Although muscovy duck reovirus (DRV) shares properties with the reovirus isolated from chicken, commonly named avian reovirus (ARV), the two virus species are antigenically different. Similar to the DRV sigmaB-encoded gene (1201 bp long) previously identified, the three other double-stranded RNA small genome segments of DRV have been cloned and sequenced. They were 1325, 1191 and 1124 bp long, respectively, and contained conserved terminal sequences common to ARVs. They coded for single expression products, except the smallest (S4), which contained two overlapping open reading frames (ORF1 and ORF2). BLAST analyses revealed that the proteins encoded by the 1325 and 1191 bp genes shared high identity levels with ARV sigmaA and sigmaNS, respectively, and to a lesser extent with other orthoreovirus counterparts. No homology was found for the S4 ORF1-encoded p10 protein. The 29.4 kDa product encoded by S4 ORF2 appeared to be 25% identical to ARV S1 ORF3-encoded sigmaC, a cell-attachment oligomer inducing type-specific neutralizing antibodies. Introduction of large gaps in the N-terminal part of the DRV protein was necessary to improve DRV and ARV sigmaC amino acid sequence alignments.
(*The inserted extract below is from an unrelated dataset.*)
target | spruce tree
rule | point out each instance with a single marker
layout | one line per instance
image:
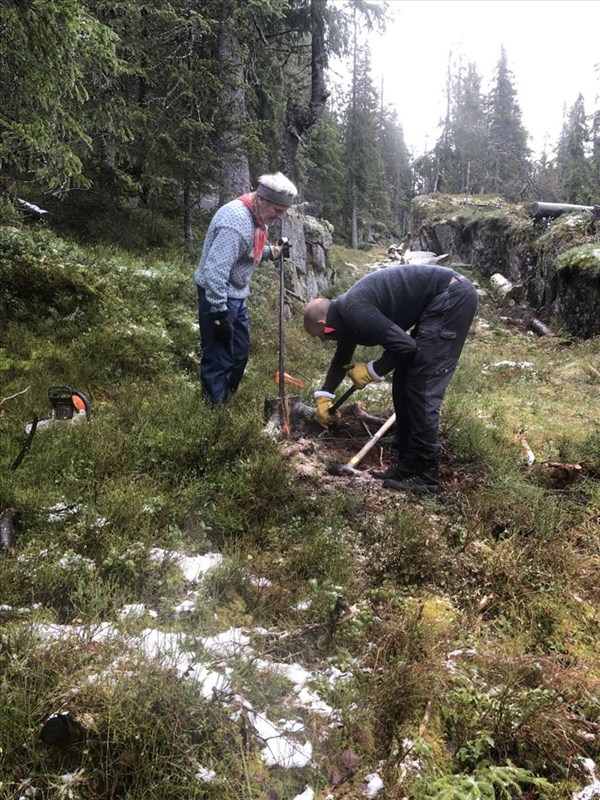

However, a leucine zipper motif was conserved and secondary structure analyses predicted a three-stranded alpha-helical coiled-coil feature at this amino portion. Thus, despite extensive sequence divergence, DRV sigmaC was suggested to be structurally and probably functionally related to ARV sigmaC. This work provides evidence for the diversity of the polycistronic S class genes of reoviruses isolated from birds and raises the question of the relative classification of DRV in the Orthoreovirus genus.